Convolution: from first principles to modern deep learning - Part 1

when people first meet convolutions, it often feels like a strange formula:

y[n] = \sum_{k} x[k] \cdot h[n - k]

Then later, in deep learning (explained in part 2), they see Conv1d implemented more like:

y[n] = \sum_{r=0}^{K-1} w[r] \cdot x[n + r]

and hear that this is actually cross-correlation, not strict convolution.

So what is really going on?

This post builds the idea carefully from the ground up.

We will go through:

What a signal is
What a 1D discrete signal is
What a system is
Linearity
Time invariance
The unit impulse
Signals as a sum of scaled shifted impulses
The impulse response
Convolution (sum of scaled impulse responses)
The flip — where it comes from
Real world example (Audio reverb)

A signal

A signal is any function that conveys information about the behavior of a certain phenomenon. In signal processing, this is mathematically represented as a variation of a quantity with respect to time, space, or another independent variable. It can be mathematically represented as $x(t)$ where $t$ , represent the independent variable (usually time), the value of the function at any time represent the amplitude or intensity of the signal at that time.

Signals, can be represented as continuous or discrete, for $x(t)$ this is a continuous signal whereby time is continuous and there’s a value at every position of the time.

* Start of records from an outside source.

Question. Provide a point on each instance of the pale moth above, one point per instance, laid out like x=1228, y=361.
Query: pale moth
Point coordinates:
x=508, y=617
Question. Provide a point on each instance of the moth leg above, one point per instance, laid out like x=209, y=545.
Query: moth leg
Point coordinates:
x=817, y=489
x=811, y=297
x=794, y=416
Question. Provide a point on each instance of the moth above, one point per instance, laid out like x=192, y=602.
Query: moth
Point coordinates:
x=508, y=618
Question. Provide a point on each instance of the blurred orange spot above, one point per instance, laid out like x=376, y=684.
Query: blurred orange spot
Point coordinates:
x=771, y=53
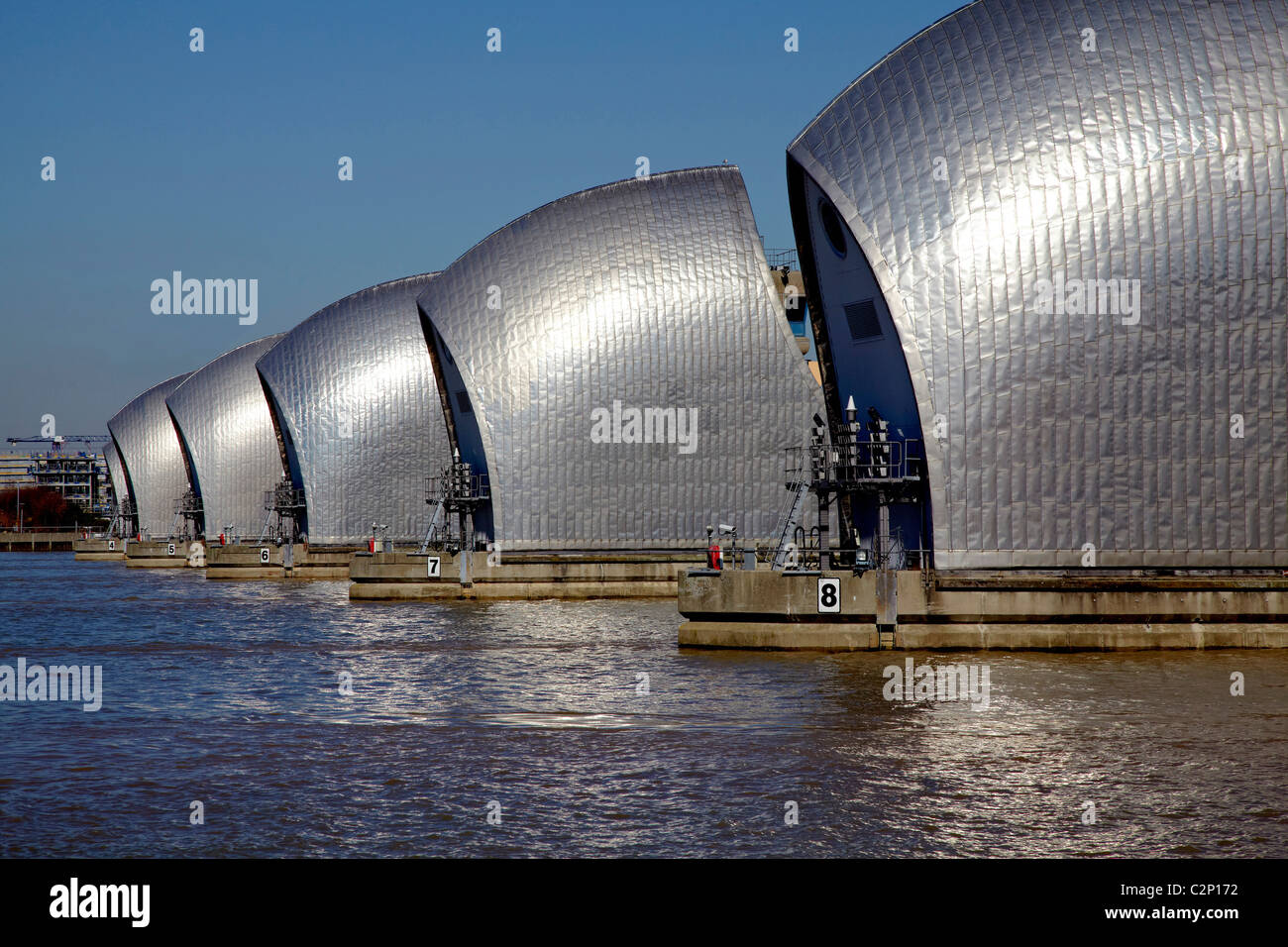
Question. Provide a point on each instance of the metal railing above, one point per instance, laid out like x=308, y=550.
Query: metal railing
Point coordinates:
x=782, y=258
x=854, y=459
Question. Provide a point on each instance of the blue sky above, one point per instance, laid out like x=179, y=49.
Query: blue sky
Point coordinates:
x=223, y=163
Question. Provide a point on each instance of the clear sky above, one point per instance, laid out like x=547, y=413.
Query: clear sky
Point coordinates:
x=223, y=163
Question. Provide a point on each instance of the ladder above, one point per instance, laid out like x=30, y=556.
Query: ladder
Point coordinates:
x=434, y=525
x=791, y=519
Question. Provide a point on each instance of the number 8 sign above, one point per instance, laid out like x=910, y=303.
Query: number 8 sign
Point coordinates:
x=828, y=595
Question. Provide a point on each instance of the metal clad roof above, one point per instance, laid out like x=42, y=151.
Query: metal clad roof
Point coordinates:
x=1153, y=154
x=151, y=457
x=653, y=294
x=222, y=414
x=355, y=386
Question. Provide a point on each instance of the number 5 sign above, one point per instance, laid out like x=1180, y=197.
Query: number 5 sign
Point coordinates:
x=828, y=595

The discrete signal is represented by sampling the continuous signal at a given interval of $nT$ where $T$ is a fixed sampling period, and $n \in \mathbb{Z}$ This defines the discrete signal as a mapping $x: \mathbb{Z} \to \mathbb{R}$ thereby, we can represent the function as $x[n]=x(nT)$ .

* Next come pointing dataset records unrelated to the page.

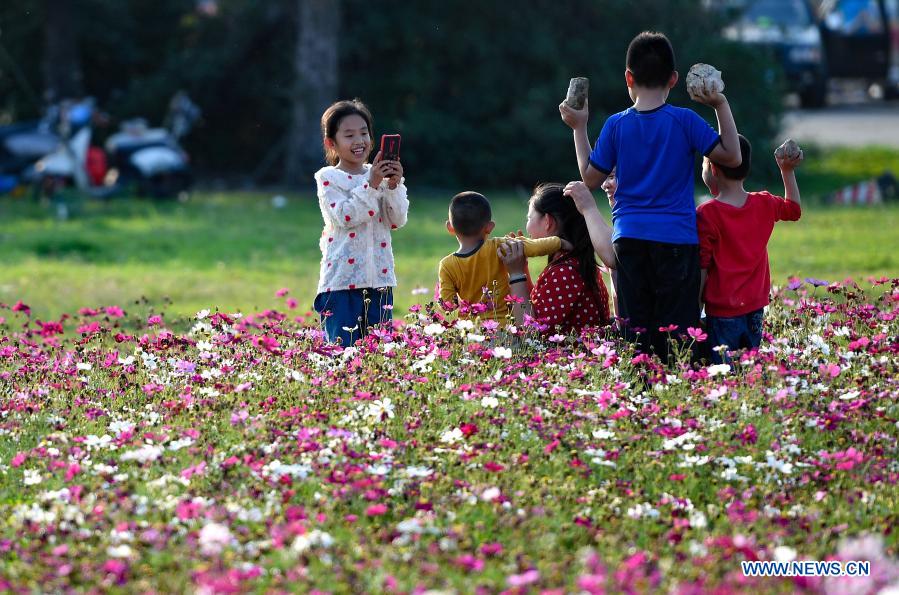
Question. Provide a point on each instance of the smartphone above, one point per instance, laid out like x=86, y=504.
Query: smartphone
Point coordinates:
x=390, y=147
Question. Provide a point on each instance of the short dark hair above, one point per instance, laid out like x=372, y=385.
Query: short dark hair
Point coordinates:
x=741, y=172
x=336, y=112
x=650, y=58
x=469, y=213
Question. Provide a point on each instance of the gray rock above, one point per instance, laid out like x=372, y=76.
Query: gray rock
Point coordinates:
x=577, y=92
x=704, y=77
x=788, y=150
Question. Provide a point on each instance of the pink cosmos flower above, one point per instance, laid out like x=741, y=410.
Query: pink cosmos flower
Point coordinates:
x=523, y=579
x=697, y=334
x=376, y=510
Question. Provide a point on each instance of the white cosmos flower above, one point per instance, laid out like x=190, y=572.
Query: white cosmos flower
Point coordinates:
x=502, y=352
x=418, y=471
x=32, y=477
x=784, y=553
x=119, y=551
x=490, y=494
x=145, y=453
x=434, y=329
x=718, y=369
x=452, y=436
x=489, y=402
x=214, y=537
x=379, y=408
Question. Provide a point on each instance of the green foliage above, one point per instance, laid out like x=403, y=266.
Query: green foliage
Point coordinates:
x=473, y=87
x=235, y=250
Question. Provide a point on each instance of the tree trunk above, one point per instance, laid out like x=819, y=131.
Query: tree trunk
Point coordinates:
x=315, y=87
x=62, y=67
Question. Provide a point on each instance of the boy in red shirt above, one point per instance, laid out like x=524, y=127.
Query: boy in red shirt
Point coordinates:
x=734, y=228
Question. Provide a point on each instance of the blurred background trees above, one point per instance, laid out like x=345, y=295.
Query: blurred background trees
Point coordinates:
x=473, y=87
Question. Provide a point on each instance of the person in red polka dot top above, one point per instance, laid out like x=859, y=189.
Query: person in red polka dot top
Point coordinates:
x=569, y=294
x=361, y=204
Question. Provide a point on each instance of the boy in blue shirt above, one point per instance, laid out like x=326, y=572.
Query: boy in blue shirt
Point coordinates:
x=652, y=147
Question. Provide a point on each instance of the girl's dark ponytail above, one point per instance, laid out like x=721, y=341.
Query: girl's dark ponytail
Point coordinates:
x=570, y=224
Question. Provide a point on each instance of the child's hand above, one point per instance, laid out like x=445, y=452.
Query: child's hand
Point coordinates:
x=512, y=255
x=787, y=164
x=709, y=97
x=394, y=173
x=581, y=195
x=379, y=171
x=610, y=186
x=788, y=155
x=576, y=119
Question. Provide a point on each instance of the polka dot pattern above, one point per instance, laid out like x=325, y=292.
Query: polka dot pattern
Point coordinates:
x=560, y=298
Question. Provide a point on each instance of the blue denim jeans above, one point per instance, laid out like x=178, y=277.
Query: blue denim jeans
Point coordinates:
x=346, y=309
x=738, y=332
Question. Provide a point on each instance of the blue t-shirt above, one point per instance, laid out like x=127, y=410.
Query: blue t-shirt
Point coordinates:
x=653, y=153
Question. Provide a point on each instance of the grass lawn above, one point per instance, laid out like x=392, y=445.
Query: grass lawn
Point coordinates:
x=234, y=250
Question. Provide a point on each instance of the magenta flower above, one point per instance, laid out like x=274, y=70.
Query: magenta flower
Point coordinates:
x=697, y=334
x=523, y=579
x=114, y=311
x=376, y=510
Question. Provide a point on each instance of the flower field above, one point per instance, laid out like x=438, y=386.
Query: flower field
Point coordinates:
x=444, y=455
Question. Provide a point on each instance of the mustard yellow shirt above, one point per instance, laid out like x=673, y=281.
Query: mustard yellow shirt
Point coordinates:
x=465, y=276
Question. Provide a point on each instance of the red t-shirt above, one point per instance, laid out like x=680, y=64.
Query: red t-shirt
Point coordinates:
x=733, y=246
x=561, y=298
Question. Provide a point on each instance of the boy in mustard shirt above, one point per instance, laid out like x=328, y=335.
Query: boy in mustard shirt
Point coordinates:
x=475, y=275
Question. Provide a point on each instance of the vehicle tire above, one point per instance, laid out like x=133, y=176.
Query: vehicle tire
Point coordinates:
x=814, y=96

You can think of a signal as carriers of information. Anything that changes over time or space to tell us something about the world, is a signal. a simpler example is an acoustic signal, whereby the signal can be the variation of pressure caused by the vocal cords or an instruments. when you record a speech, a microphone converts these pressure waves into an analog voltage (a continuous-time signal, $x(t)$ ), which is then sampled by an ADC (Analog-to-Digital Converter) into a digital sequence (a discrete-time signal, $x[n]$ ). In this blog, we will mostly work with discrete signal.

A concrete example of a discrete signal can be given as this

$x[0]=2,x[1]=5,x[2]=1,x[3]=0$

We can write this as the sequence:

$x=[2,5,1,0]$ and can be represented visually on the graph below

hover to inspect

x[n] = [2, 5, 1, 0]support: n = 0 … 3length: 4

We can see from the graph that while we only list the values of interest, the signal is technically defined for all $n \in \mathbb{Z}$ . For any index not shown in our sequence (like $n = -1$ or $n = 4$ ), we can assume the amplitude is zero. Mathematically, we say this signal has finite support (i.e outside these four values, the signal is zero everywhere).

Shifting a Discrete Signal

if we have a signal $x[n]$ , we can perform shift operator $S_m$ on the signal, which is defined as $(S_mx)[n] = x[n-m] = y[n]$ , then $y$ is just the signal $x$ shifted by $m$ . if $m>0$ , then the signal is shifted to the right, otherwise, it’s shifted to the left.

Visual Representation

(S_m x)[n] = x[n − m]

Shift m = 0

No shift — both rows are identical

x[n]   —   original signal

apply S_m → replace n with (n − m)

x[n]   (m = 0, no shift)

(S_m x)[n] = x[n − m]m > 0 → right shiftm < 0 → left shiftm = 0

Why the sign feels backwards

When you see $x[n - m]$ with $m > 0$ , instinct says “subtracting means moving left.” But the opposite happens — the signal shifts right.

Here is why. The expression $x[n - m]$ asks: “give me the value that used to live at position $n - m$ .” At $n = 3$ with $m = 2$ , you are reading $x[1]$ — a value from earlier in the sequence. So the same value that lived at $n = 1$ is now being read at $n = 3$ . It moved two steps to the right.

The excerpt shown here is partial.